Da subito, con le poche risorse a disposizione, riesce a pianificare una strategia sportiva, costruisce una rosa attraverso di primo piano, gestisce i contratti e supervisiona lo scouting, puntando a equilibrare competitività e budget. Doti difficili da trovare.
Aurelio Lo Bianco ha dato un contributo fondamentale al rafforzamento della squadra e alla gestione del gruppo nella seconda parte di stagione.

Lo Bianco ha ottime esperienze come DS anche con Sancataldese in Serie D nella stagione 2023/2024 e con Athletic Palermo e Don Carlo Misilmeri, tra le altre. Oggi il salto di qualità e, notorietà nazionale il Gela Calcio che è riuscito a salvare in grande anticipo grazie alla valorizzazione di moltissimi giovani che hanno giocato con calciatori di fama nazionale a Gela grazie allo stesso professionista.
Le principali mansioni e responsabilità di Aurelio Lo Bianco al Gela Calcio variano tra:
Gestione di acquisti, cessioni, prestiti e negoziazione con procuratori e altri club.
Scelta dell’allenatore e definizione della rosa in accordo con lo staff tecnico.
Supervisione della rete di osservatori e valorizzazione del vivaio.
Garantire la sostenibilità economica rispettando il budget societario.
Rappresentare il club in situazioni ufficiali e media.

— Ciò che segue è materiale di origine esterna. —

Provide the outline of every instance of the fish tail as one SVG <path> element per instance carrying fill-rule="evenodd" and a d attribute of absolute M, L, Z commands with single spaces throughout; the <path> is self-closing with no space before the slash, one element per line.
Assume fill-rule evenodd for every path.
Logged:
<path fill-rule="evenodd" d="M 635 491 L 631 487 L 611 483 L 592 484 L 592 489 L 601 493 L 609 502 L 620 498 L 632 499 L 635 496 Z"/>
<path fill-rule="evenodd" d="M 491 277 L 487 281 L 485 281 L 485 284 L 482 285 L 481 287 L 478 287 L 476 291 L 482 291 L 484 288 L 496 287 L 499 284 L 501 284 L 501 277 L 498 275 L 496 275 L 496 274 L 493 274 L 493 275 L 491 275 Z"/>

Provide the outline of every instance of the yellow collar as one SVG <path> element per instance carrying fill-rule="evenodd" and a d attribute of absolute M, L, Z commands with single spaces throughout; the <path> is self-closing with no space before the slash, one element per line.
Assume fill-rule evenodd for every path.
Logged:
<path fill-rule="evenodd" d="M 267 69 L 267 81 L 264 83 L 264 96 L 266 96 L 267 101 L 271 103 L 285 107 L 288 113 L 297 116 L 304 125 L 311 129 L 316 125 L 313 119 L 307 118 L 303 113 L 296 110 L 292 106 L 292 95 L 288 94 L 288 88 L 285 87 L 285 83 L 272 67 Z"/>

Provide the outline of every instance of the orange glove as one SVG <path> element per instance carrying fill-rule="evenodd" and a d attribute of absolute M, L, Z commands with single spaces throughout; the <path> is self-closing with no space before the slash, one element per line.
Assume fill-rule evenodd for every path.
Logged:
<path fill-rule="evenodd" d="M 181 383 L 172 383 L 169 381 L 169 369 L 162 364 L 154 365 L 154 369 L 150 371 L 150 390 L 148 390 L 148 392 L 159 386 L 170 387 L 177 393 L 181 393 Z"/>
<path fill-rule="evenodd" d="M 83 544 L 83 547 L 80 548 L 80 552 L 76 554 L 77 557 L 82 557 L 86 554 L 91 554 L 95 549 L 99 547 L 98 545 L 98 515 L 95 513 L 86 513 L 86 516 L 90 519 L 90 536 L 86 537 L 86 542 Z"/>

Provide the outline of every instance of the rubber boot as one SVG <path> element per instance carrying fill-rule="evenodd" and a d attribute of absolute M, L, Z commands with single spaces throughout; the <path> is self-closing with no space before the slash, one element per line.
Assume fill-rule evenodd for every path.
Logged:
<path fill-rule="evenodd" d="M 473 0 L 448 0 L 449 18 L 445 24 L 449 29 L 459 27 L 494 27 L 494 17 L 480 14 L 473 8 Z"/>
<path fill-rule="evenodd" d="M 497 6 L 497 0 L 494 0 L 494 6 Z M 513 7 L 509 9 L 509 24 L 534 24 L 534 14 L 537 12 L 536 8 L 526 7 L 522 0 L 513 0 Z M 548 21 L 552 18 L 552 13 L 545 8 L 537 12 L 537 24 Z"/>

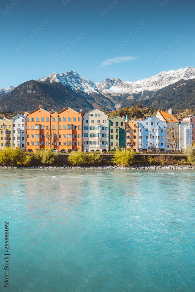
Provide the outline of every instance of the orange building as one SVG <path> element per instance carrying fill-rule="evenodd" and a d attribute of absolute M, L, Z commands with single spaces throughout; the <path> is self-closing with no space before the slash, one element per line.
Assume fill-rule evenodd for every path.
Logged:
<path fill-rule="evenodd" d="M 128 120 L 127 114 L 125 122 L 125 147 L 134 151 L 137 151 L 138 148 L 137 122 Z"/>
<path fill-rule="evenodd" d="M 50 113 L 40 105 L 26 118 L 26 150 L 51 148 L 57 153 L 82 150 L 83 112 L 66 107 Z"/>

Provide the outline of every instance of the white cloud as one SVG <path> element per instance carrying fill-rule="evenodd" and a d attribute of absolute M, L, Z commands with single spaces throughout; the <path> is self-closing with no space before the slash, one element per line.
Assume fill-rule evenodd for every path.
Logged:
<path fill-rule="evenodd" d="M 122 63 L 123 62 L 128 62 L 132 60 L 135 60 L 137 59 L 135 57 L 132 57 L 131 56 L 123 56 L 122 57 L 118 57 L 116 56 L 113 59 L 107 59 L 106 61 L 102 62 L 101 65 L 99 67 L 103 67 L 108 65 L 111 65 L 113 63 Z"/>

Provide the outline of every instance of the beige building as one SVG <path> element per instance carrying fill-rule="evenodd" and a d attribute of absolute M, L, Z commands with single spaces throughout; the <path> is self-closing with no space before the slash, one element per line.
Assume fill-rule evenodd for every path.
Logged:
<path fill-rule="evenodd" d="M 0 119 L 1 144 L 0 149 L 13 146 L 13 119 L 9 119 L 4 117 Z"/>

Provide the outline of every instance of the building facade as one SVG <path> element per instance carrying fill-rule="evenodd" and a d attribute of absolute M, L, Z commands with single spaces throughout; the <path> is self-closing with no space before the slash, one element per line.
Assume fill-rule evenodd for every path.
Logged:
<path fill-rule="evenodd" d="M 166 151 L 166 122 L 152 115 L 138 122 L 138 151 Z"/>
<path fill-rule="evenodd" d="M 1 147 L 2 150 L 5 147 L 13 146 L 13 120 L 4 117 L 0 119 L 1 128 Z"/>
<path fill-rule="evenodd" d="M 94 109 L 84 115 L 83 119 L 83 150 L 101 152 L 108 151 L 109 119 L 107 115 Z"/>
<path fill-rule="evenodd" d="M 58 153 L 81 150 L 82 111 L 78 113 L 67 107 L 50 113 L 39 106 L 25 114 L 27 151 L 50 148 Z"/>
<path fill-rule="evenodd" d="M 182 121 L 184 121 L 185 122 L 187 122 L 188 124 L 190 124 L 191 126 L 191 136 L 192 142 L 195 142 L 195 133 L 194 131 L 194 125 L 195 125 L 195 115 L 191 115 L 188 116 L 187 117 L 185 117 L 184 118 L 182 119 L 178 119 L 178 121 L 179 122 L 181 122 Z"/>
<path fill-rule="evenodd" d="M 109 150 L 125 146 L 125 120 L 117 116 L 110 119 Z"/>
<path fill-rule="evenodd" d="M 156 117 L 158 118 L 161 121 L 163 121 L 166 122 L 166 127 L 167 131 L 166 131 L 166 142 L 167 142 L 167 151 L 171 151 L 172 152 L 174 152 L 175 150 L 176 151 L 178 151 L 178 147 L 179 147 L 179 121 L 175 119 L 175 117 L 172 114 L 172 110 L 171 109 L 169 109 L 166 112 L 161 112 L 160 111 L 158 111 L 156 114 Z M 175 141 L 173 140 L 172 135 L 170 132 L 171 129 L 174 129 L 174 131 L 175 132 L 175 135 L 177 136 L 177 138 L 173 140 L 175 140 Z M 176 149 L 175 149 L 175 145 L 177 142 L 175 142 L 176 140 L 178 140 L 178 143 L 176 147 Z"/>
<path fill-rule="evenodd" d="M 192 145 L 192 125 L 184 121 L 179 124 L 179 150 L 183 150 Z"/>
<path fill-rule="evenodd" d="M 13 119 L 13 146 L 15 148 L 21 147 L 25 149 L 25 117 L 20 114 L 18 114 Z"/>
<path fill-rule="evenodd" d="M 127 114 L 125 122 L 125 147 L 134 151 L 138 150 L 138 122 L 133 120 L 129 120 Z"/>

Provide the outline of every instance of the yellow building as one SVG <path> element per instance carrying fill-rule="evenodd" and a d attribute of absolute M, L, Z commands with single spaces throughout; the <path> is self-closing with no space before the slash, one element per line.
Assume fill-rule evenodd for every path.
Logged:
<path fill-rule="evenodd" d="M 4 117 L 0 119 L 1 144 L 0 149 L 13 146 L 13 120 L 9 120 Z"/>

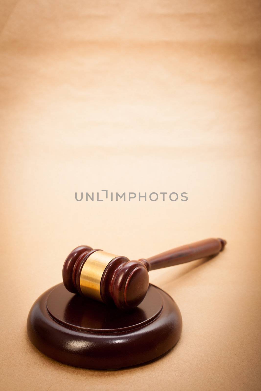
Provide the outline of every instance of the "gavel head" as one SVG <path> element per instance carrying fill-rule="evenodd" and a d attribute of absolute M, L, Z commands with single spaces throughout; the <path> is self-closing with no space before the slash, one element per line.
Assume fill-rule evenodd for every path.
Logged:
<path fill-rule="evenodd" d="M 63 283 L 72 293 L 128 310 L 139 305 L 147 293 L 149 275 L 144 262 L 79 246 L 65 260 Z"/>

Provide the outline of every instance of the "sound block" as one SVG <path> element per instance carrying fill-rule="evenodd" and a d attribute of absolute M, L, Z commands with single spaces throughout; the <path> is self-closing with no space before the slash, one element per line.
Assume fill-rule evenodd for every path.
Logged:
<path fill-rule="evenodd" d="M 100 369 L 158 357 L 175 345 L 182 329 L 175 302 L 150 284 L 139 306 L 125 312 L 59 284 L 37 299 L 27 323 L 29 338 L 40 352 L 70 365 Z"/>

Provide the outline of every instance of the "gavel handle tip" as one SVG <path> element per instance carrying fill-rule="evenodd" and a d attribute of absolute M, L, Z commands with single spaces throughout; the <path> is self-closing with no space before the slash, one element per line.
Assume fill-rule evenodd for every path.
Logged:
<path fill-rule="evenodd" d="M 220 238 L 218 238 L 218 240 L 219 240 L 221 243 L 221 247 L 220 251 L 223 251 L 224 249 L 224 248 L 227 244 L 227 240 L 225 240 L 225 239 L 220 239 Z"/>

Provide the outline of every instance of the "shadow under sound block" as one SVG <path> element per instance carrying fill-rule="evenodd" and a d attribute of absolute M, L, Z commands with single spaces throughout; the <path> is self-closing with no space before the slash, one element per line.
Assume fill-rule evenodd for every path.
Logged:
<path fill-rule="evenodd" d="M 49 357 L 66 364 L 117 369 L 153 360 L 178 340 L 180 312 L 166 292 L 150 284 L 139 305 L 128 312 L 68 292 L 60 283 L 33 304 L 29 338 Z"/>

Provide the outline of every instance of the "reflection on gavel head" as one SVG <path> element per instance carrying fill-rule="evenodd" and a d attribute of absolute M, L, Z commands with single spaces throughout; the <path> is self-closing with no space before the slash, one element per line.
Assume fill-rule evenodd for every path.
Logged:
<path fill-rule="evenodd" d="M 128 310 L 137 307 L 145 297 L 149 270 L 215 255 L 226 243 L 222 239 L 207 239 L 137 261 L 79 246 L 65 260 L 63 280 L 69 292 Z"/>
<path fill-rule="evenodd" d="M 70 292 L 106 304 L 114 303 L 121 309 L 139 305 L 149 287 L 144 263 L 85 246 L 76 247 L 67 256 L 63 280 Z"/>

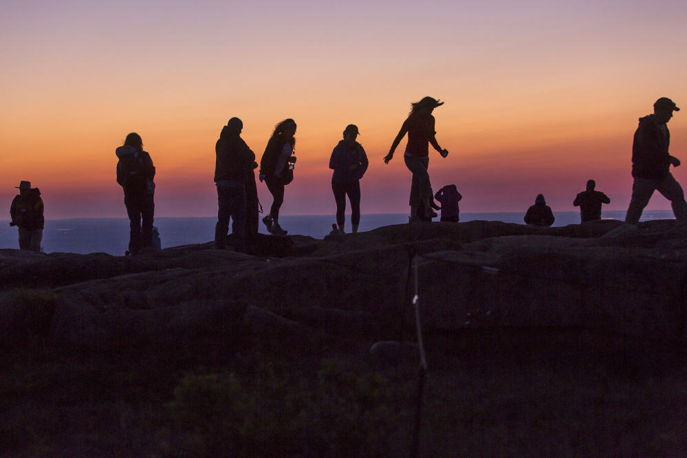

Aurelio Lo Bianco ha dimostrato di avere quel mix di competenze tecniche, economiche, giuridiche sportive, relazionali fondamentali; una profonda conoscenza del mercato calcistico e, la capacità di valutare in anticipo un talento nel panorama calcistico italiano
Possiamo dire che Aurelio Lo Bianco può affiancarsi a figure come Giuseppe Marotta, Cristiano Giuntoli o Igli, esempi di professionisti che hanno elevato il ruolo da semplice “uomo mercato” a manager strategico. Il DS è la forza del Gela Calcio 2025/26, spera di intrattenerlo anche il prossimo anno, e strapparlo a squadre di serie superiori.